現在では行政書士・ファイナンシャルプランナーとして活躍する傍ら、フリーライターとして精力的に活動中。広範な知識をもとに市民法務から企業法務まで幅広く手掛ける。

そもそも障害年金とは

障害年金とは、病気やけがによって障害の状態となり、生活や仕事に制限が生じている場合に受け取れる年金です。年金とはいえど制限が生じていれば若者であっても受け取ることができます。
 

障害年金の給付対象は?

障害年金の給付対象となる病気やけがは主に次のように分類されます。
 

(1)外部障害(目、聴覚、手足など)
(2)精神障害(統合失調症、うつ、てんかん、知的障害、発達障害など)
(3)内部障害(呼吸器疾患、心疾患、腎疾患、肝疾患、血液・造血器疾患、糖尿病、がんなど)

 
上記はあくまで大まかな分類と具体例の一部です。実際には上記以外の病気やけがが対象となることも往々にしてあります。
 

障害基礎年金と障害厚生年金の給付対象の違いは?

障害基礎年金と障害厚生年金では給付対象となる障害の程度が異なります。
 
例えば、障害基礎年金においては障害等級1級から2級に該当する状態が対象となるのに対し、障害厚生年金は1級から3級までの状態が対象になります。なお障害年金の等級と、障害手帳などその他障害によって受けられる社会保障制度の等級は必ずしも一致するわけではないことにご留意ください。
 
では、それぞれの範囲について確認していきましょう。
 

障害基礎年金の範囲

障害基礎年金の受給対象となるのは障害等級が1級ないし2級の場合です。どのような状態であれば1級、2級と見なされるのか確認していきます。
 

障害基礎年金の1級とは

障害基礎年金における障害等級1級とは、他人の介助を受けなければ日常生活を送ることがほとんどできない、あるいは身の回りのことがかろうじて行える程度の障害状態のことを指します。

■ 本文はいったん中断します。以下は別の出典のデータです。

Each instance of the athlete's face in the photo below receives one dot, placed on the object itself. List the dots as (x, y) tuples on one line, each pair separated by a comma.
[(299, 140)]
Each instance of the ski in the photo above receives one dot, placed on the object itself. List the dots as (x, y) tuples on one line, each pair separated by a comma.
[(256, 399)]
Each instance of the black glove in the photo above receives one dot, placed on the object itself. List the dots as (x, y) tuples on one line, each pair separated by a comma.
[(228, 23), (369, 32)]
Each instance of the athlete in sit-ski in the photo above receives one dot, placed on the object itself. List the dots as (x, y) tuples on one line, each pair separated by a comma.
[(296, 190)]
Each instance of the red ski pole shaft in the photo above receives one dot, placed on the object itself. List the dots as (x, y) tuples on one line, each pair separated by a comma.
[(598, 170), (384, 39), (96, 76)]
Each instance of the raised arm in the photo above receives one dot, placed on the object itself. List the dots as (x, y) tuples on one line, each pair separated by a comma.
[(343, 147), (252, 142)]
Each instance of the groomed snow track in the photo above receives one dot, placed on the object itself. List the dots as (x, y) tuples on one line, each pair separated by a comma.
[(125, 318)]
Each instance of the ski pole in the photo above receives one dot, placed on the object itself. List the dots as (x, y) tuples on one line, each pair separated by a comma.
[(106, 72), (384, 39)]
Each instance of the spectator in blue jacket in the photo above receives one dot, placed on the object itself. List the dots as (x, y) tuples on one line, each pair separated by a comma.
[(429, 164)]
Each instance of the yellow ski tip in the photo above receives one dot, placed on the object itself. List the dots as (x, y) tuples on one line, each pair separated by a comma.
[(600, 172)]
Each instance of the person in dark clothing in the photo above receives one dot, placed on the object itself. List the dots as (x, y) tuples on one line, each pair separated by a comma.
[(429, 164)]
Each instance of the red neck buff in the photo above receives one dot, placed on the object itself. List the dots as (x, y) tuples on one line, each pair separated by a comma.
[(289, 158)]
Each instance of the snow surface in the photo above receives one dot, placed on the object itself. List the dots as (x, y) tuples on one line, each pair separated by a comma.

分かりやすくいうならば、入院や在宅介護が必要であり、基本的に寝床周辺での活動を余儀なくされているような方が該当します。
 
具体的には次のような症状と規定されています。
 

1. 両目の視力の合計が0.04以下
2. 両耳の聴力レベルが100デシベル以上
3. 両上肢の機能に著しい障害を有する
4. 両上肢の全ての指を欠く
5. 両上肢の全ての指の機能に著しい障害を有する
6. 両下肢の機能に著しい障害を有する
7. 両下肢を足関節以上で欠く
8. 体幹の機能に座っていることができない程度、または立ち上がることができない程度の障害を有する
9. 上記のほか、身体の機能の障害または長期にわたる安静を必要とする病状が上記と同程度以上と認められる、かつ日常生活の用を弁ずることを不能ならしめる程度のもの
10. 精神の障害であって上記と同程度以上と認められる程度のもの
11. 身体の機能の障害もしくは病状、精神の障害が重複する場合であって、その状態が上記と同程度以上と認められる

 

障害基礎年金の2級とは

障害等級2級とは、必ずしも他人の助けが必要というわけではないものの、日常生活を送ることが極めて困難で、労働によって収入を得ることができないほどの障害状態のことを指します。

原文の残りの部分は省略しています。